The project draws upon the international social health and transition literature. A social transition approach considers veteran incarceration as an effect of “the interrelationship of economic, cultural and environmental factors and living and working conditions, including family life, education, employment, healthcare services, housing, lifestyle choices and biological factors” (DVA 2015). Deteriorations in mental health, the advent of substance abuse, occurrences of family violence and increased social isolation generally signify problems in navigating the domains and thereby the transition from the military service to civilian life.


The Pipeline Project
(not yet funded)
This pilot project will create a pipeline from the supply of Defence personnel and transitioning veterans through education to careers. The pipeline will support 15 transitioning veterans to supply the SA economy with a qualified, capable, and healthy workforce. 10 veteran pathways into civil construction and data and communications, and five university pathways will be promoted.
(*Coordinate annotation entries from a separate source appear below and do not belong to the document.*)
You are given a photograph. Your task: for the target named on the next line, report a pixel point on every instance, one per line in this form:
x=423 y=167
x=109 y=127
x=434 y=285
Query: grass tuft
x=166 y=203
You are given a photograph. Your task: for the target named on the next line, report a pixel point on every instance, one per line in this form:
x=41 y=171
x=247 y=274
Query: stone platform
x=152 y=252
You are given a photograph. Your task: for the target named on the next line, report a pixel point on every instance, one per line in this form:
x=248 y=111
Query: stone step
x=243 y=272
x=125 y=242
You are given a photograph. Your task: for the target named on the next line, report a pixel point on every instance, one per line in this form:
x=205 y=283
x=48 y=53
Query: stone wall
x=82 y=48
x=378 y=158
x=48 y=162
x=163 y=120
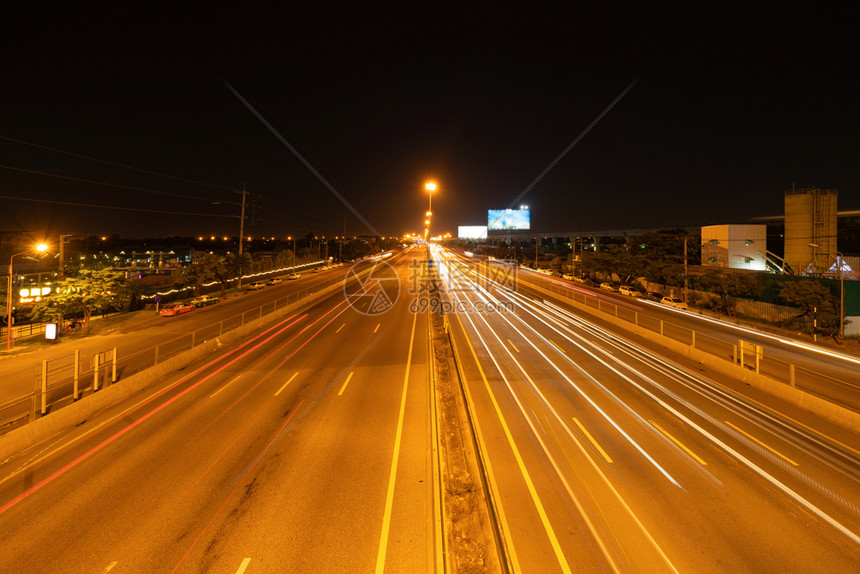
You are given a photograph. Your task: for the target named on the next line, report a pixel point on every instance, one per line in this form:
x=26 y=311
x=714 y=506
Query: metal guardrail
x=68 y=378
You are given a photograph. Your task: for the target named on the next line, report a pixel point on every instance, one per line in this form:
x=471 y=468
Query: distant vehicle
x=673 y=302
x=204 y=300
x=176 y=309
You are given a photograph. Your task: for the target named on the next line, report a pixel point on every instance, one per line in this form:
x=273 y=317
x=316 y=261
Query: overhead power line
x=42 y=132
x=115 y=207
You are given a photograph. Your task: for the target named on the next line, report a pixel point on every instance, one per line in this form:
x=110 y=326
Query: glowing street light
x=40 y=248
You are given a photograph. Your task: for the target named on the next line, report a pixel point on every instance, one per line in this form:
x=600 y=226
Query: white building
x=735 y=246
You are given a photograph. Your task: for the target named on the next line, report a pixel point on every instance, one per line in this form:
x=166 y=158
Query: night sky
x=729 y=108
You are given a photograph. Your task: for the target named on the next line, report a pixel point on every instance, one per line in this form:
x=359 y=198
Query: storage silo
x=810 y=229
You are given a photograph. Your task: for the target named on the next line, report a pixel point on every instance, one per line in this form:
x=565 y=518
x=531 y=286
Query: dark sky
x=730 y=107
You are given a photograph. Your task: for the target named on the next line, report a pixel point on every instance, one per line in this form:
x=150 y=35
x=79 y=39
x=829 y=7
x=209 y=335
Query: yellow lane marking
x=389 y=497
x=556 y=546
x=287 y=383
x=677 y=442
x=345 y=383
x=752 y=438
x=225 y=386
x=591 y=438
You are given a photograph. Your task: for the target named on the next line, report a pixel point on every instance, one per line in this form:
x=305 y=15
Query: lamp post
x=839 y=257
x=40 y=247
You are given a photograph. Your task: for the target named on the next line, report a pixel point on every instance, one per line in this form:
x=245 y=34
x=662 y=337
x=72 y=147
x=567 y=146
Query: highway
x=135 y=342
x=607 y=457
x=308 y=448
x=303 y=449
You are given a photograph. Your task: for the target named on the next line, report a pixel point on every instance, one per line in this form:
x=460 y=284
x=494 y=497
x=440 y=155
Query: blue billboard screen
x=508 y=219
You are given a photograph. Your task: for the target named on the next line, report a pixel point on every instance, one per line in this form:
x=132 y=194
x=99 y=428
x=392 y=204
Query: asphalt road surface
x=307 y=448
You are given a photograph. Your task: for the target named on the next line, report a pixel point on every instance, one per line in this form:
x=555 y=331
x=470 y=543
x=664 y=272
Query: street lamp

Aligning with Joint Transition Authority goals, the pipeline “takes a whole-of-system approach, working to ensure transition services and support mechanisms are in place and working together for the benefit of transitioning Australian Defence Force (ADF) members and their families”. The pipeline generates new or enhanced capability for the ADF by building on the return-of-investment in-service personnel training and experience, creating labour-market efficiencies by appropriately matching personnel skills and ambition, with market demand and appropriate education pathways to job outcomes. We will assess each transitioning member’s wellbeing and their experience of transition.
The project sees collaboration between Defence, tertiary education institutions, veteran wellbeing research agencies and industry to generate a holistic, and economically efficient transition-education-employment model to:
1. retain Defence personnel across the ranks, supplying the TWS.
2. supply Defence Industries.
3. contribute to wider employment opportunities to bring ROI to non-defence industries and occupations in the form of a reliable, happy, and healthy workforce.
The pipeline can be tailored to the demands of the SA economy. By supporting Defence personnel, the pipeline feeds transition planning, and the Total Workforce System empowering personnel to engage in lifelong learning and lifelong service. TAFE and University pathways may lead to employment within or beyond the defence industries.
We will establish a state-wide tertiary education and industry committee to monitor and strategise effective lines of supply to industry while bringing a united approach to supporting veterans through study and into employment. The pilot will be formatively evaluated.
Mapping Transition and Service to Self Harm
(DVSRC) ($154, 000)
The project will provide information on the risk factors leading to suicide including adverse childhood events, service trauma, and engagement with defence and veterans’ affairs systems, transition, and post service life. The project willdetail institutional systems and services that generate adverse experiences for serving and post service personnel that create a risk burden or mitigation. The outcomes will be case studies, innovative analytical frameworks, and representations of the findings that address policy and service provision, with clear actionable recommendations that can be instituted to reduce risk. The project includes co contributions. We will use existing funds to complete the agreed work in the existing projects. The project combines the veterans in corrections work of Adelaide University with Open Door, Flinders University research and the ARC Discovery Project data.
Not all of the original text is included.